Tax leaders should continue to keep tabs on sales tax rules and rates for that reason, along with the fact that sales tax represents a substantial component of total revenue (an average of 33%) in the 45 states (plus the Washington D.C.) that charge sales and use tax.
Indirect tax teams also should continue to monitor ongoing post-Wayfair sales tax changes as well as related auditing activity. We’ve seen foreign in-bound sellers implement sales tax technology solutions and/or begin to sell through marketplaces to comply with new sale tax collection and remittance requirements on their transactions. In Europe, marketplaces and online vendors have a very short window to prepare for impending VAT e-commerce legislation set to take effect in the European Union (EU) on July 1, 2021.
We’re also witnessing growing interest in the adoption of cloud-based tax technology, particularly among small to mid-market companies that are newly subject to sales taxes. These solutions are attractive for their implementation speed and ease, relatively low capital investment and the fact that vendors (not tax teams) continually update the software to reflect the latest sales tax rules and rate changes.
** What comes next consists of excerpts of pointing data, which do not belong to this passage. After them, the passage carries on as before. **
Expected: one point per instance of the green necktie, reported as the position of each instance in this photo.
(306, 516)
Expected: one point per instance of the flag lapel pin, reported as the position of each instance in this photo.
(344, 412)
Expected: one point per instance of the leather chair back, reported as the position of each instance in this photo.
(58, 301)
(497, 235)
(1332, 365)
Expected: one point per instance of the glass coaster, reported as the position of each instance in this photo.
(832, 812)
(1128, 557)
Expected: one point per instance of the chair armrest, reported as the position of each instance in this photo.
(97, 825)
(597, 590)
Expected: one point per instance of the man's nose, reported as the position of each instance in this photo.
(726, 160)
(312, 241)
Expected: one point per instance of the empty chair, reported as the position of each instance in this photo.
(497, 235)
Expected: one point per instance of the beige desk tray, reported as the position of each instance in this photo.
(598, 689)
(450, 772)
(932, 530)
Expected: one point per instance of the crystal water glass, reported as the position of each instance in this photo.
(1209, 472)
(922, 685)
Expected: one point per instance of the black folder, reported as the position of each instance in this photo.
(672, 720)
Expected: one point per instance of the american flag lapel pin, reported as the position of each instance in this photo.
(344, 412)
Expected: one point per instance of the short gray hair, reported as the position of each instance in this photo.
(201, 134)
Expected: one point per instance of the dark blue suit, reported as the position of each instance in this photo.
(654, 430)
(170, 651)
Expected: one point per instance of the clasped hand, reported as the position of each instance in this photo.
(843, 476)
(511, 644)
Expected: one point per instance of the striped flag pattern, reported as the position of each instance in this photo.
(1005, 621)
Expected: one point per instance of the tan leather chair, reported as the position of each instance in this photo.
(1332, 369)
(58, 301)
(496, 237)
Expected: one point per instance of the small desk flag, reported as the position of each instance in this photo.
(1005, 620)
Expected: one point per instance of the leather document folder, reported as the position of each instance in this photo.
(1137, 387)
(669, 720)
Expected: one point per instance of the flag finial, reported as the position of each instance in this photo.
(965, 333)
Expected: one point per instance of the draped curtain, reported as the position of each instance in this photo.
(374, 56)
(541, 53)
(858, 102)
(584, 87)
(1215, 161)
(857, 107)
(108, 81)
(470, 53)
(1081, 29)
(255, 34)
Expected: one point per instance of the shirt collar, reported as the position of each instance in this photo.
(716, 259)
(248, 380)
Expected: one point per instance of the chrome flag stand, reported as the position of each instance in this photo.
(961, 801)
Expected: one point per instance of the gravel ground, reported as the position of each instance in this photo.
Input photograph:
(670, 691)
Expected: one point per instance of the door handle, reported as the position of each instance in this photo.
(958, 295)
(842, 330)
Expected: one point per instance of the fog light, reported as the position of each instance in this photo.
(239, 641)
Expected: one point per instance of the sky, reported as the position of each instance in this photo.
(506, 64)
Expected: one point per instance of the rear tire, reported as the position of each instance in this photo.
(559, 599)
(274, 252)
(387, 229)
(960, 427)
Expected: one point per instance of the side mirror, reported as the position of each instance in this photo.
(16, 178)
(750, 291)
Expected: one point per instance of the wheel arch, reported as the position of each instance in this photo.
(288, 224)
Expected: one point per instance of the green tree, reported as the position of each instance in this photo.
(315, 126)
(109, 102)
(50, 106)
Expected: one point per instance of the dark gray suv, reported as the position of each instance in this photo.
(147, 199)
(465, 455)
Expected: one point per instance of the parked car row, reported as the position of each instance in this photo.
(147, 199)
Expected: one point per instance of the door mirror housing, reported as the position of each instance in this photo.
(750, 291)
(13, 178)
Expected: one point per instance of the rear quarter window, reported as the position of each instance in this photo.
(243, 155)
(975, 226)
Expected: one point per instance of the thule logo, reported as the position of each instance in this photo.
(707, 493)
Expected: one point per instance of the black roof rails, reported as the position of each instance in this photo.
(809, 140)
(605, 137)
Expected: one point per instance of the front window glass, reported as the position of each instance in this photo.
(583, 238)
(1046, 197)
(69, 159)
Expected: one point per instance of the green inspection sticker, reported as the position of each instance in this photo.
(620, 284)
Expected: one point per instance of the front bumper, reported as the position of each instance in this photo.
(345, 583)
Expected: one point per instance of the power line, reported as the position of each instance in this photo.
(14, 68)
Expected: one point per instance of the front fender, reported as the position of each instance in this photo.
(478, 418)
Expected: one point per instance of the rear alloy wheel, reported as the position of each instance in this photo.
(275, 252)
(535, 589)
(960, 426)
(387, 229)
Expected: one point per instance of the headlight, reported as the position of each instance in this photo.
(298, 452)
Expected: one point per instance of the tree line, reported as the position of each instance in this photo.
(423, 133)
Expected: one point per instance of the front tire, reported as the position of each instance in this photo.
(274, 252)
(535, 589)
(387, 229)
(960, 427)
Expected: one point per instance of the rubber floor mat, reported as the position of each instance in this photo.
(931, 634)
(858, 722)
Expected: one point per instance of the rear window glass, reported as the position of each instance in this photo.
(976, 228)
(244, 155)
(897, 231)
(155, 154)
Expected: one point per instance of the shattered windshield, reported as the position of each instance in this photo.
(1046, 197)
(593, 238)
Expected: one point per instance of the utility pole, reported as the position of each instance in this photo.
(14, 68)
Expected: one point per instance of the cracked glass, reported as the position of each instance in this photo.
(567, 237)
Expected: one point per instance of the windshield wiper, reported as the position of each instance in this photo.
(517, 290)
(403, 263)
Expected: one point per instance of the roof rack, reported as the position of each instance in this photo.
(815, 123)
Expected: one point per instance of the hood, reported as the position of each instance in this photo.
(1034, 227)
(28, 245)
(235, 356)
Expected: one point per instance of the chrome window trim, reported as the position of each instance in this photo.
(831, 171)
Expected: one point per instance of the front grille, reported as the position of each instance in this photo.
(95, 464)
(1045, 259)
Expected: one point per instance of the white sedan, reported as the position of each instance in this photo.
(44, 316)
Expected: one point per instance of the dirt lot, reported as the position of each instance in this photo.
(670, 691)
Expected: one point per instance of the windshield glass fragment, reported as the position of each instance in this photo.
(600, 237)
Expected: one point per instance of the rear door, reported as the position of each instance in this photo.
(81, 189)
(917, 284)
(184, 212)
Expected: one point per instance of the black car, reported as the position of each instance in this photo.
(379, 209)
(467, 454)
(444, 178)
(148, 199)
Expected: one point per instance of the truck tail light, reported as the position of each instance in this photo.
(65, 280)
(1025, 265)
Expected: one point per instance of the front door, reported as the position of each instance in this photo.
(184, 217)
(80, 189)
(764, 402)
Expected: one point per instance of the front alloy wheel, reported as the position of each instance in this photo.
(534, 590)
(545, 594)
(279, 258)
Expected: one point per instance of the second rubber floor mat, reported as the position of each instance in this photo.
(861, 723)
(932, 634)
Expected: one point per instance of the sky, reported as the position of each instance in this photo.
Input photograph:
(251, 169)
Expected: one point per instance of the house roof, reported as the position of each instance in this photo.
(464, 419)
We’ll keep you posted as those changes continue to fluctuate at the state, county, city and district levels throughout the rest of the year.
Please remember that the Tax Matters provides information for educational purposes, not specific tax or legal advice. Always consult a qualified tax or legal advisor before taking any action based on this information. The views and opinions expressed in Tax Matters are those of the authors and do not necessarily reflect the official policy, position, or opinion of Vertex Inc.